We’re raising a next stage fund at the moment and we’ve just opened our first international business in Singapore. The long-term ambition is that we become the best place in the world for technical companies to start their business and a large part of that is going to be making sure that we can access the best talent in the world, regardless of where they are. So, that’s the plan for the next couple of years!
Women in Tech
Tell us all about Code First: Girls – the inspiration, achievements to date and longer term vision
Code First: Girls is a not-for-profit and the idea behind it is to help young women access careers in tech through up-skilling them. We deliver free coding courses at universities – 27 universities in the UK at the moment. The idea is that young women can change their career paths by learning these skills and then also by being given lots of exposure to different careers in tech and in startups.

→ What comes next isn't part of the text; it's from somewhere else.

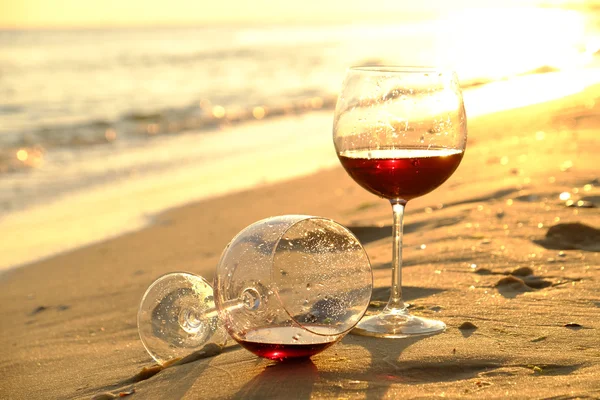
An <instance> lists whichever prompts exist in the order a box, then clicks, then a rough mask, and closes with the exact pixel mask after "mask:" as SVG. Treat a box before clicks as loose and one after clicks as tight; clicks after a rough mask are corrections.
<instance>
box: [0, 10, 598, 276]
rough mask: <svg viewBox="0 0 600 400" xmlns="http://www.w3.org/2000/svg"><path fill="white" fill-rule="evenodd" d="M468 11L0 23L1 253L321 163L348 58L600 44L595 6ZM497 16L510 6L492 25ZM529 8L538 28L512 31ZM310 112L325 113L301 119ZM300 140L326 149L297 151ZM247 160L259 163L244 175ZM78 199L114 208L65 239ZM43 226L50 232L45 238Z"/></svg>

It comes back to what we were talking about – that at University you don’t get told what a Product Manager does or what an Engineer does for example. So part of it is de-mystifying career choices. We have had 3000 young women go through our courses and we are seeing a really strong conversion from going on the course and joining and working in a tech startup. More excitingly, becoming a developer full time – so taking on further education and upskilling themselves technically. The reason that I started it was because we’ve always struggled to get women on EF and only 16% of Computer Science graduates are female. There is just this endemic problem and although there are lots of good things happening at primary and secondary school it’s going to take 10 years at least for any of those to trickle through. If we want to have role models in leadership positions by the time that influx happens, we need to convert people who are in their early 20s now, to work in tech and to see tech as the most exciting place they can work.

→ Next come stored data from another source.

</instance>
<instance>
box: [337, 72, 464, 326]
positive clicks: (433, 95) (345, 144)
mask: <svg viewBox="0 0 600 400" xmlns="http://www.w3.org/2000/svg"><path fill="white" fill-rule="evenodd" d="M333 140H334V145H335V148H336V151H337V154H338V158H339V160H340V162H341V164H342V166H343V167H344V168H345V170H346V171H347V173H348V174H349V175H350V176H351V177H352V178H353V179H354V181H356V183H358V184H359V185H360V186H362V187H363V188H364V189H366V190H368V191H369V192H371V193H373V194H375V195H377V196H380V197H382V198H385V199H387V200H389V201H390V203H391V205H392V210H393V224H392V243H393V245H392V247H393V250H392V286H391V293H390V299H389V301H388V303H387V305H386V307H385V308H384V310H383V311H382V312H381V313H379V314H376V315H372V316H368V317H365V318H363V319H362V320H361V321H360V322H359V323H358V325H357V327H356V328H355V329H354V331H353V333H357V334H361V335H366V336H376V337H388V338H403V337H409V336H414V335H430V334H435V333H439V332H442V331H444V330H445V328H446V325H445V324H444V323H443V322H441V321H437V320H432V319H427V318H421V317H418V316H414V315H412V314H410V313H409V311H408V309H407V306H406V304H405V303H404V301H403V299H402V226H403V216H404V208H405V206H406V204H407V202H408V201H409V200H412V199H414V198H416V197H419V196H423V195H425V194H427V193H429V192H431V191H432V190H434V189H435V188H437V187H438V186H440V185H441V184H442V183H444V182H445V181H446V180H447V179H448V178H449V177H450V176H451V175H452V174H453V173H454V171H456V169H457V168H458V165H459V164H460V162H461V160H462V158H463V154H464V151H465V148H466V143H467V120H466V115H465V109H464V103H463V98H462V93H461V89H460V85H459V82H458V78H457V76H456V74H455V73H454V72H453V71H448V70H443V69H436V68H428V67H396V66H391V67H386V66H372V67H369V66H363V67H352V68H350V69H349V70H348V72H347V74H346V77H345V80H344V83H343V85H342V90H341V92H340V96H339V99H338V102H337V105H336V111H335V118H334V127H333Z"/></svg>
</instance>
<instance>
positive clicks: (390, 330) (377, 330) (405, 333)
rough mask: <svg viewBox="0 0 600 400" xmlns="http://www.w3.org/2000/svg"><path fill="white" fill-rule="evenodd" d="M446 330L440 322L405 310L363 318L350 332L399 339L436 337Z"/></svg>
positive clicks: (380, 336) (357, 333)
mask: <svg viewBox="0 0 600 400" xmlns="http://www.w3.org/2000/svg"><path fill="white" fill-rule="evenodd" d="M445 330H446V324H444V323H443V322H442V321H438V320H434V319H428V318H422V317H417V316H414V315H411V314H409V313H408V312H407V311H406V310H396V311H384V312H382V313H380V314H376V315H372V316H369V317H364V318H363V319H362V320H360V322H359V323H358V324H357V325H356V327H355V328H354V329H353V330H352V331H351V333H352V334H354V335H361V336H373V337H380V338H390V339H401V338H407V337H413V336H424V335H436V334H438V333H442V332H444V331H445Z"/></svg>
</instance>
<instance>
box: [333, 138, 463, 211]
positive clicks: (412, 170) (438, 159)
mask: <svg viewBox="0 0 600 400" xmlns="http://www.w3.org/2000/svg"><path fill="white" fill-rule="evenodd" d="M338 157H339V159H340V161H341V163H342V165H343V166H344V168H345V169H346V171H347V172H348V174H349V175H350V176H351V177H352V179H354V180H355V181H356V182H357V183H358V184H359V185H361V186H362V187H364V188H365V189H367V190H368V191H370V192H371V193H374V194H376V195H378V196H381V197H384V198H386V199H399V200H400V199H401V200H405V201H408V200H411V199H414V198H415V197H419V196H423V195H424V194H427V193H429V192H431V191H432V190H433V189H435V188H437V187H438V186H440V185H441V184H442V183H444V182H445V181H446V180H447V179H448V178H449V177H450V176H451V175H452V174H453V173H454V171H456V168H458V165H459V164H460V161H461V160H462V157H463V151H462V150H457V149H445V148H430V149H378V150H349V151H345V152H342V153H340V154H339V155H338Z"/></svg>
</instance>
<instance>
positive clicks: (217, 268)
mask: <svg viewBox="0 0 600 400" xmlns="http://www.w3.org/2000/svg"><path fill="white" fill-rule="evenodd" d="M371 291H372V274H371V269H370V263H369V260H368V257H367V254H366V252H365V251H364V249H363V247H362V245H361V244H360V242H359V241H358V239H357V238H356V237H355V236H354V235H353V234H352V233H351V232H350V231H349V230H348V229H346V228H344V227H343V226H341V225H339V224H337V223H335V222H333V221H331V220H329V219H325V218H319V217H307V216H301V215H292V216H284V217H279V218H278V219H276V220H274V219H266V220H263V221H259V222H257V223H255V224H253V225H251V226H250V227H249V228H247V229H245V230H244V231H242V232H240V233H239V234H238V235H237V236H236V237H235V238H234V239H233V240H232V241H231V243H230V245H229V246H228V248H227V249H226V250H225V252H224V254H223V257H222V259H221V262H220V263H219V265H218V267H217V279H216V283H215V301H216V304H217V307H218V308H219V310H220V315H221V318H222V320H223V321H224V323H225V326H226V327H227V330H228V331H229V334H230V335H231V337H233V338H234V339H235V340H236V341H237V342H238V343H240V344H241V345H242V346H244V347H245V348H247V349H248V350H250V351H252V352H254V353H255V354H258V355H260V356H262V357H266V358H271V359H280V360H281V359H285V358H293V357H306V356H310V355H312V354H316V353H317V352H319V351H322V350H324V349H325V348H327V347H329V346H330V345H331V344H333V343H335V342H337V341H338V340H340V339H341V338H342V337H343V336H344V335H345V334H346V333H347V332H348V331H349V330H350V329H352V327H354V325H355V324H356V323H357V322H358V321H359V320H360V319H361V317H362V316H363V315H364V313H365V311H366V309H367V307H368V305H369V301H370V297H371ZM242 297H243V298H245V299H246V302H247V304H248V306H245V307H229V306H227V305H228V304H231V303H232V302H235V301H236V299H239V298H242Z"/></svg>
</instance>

So many of the brightest graduates continue to go and work for a big bank or consultancy. What would you say to them to cut through that rhetoric and consider joining EF/a startup?
I would ask ‘what are you looking for from your career? And what are you looking for from your life?’ And I think a lot of the traditional rhetoric around having to go to one of the big companies to get the brand, the network, training and experience is as true in startups, if not more true. I also think that the responsibility and level of ownership as an employee or founder that you get in a startup is significantly greater than in a big company. So I think startups in many ways can be a career accelerant in the way that going into banking, or whatever used to be seen. If I look at my team, which is young, lots of them are in their early 20s and they have way more responsibility and ownership than I ever would have had at their age. Which is really cool because they are very able and very capable and they would have just been under utilised anywhere else.
You have written quite extensively on the complex issue of women in tech. In your opinion how can we do better to attract and retain more women in technology?
I wish I had the magic bullet. I think the more that I know about it, the less sure I am about how to fix it. We thought that Code First: Girls would be a way to create female founders, and it is, but only a very small percentage. Everything has been done to some extent. I think role modelling is important but we need more role models. We need to see more women lead the big tech companies to provide inspiration for others. Also get women into fast growth companies and help them understand what’s possible and use that as a way of inspiring their founder instincts. I think it’s a really, really hard problem to solve.
What tips would you share with female founders looking to start their own business and subsequently raise finance?
Think big and be bold in your assertions. A lot of the female founders that we work with are less likely to sell as hard and sell as big as their male counterparts. I suppose they are less likely to bullshit! You need to have that element of storytelling to be able to take people on the journey with you. So I think the main thing is ‘do it’. Not enough women do it. Basically take the landslide, take the plunge, and see how it goes. Get the right support network around you and then think big. Think about your idea 10 times bigger.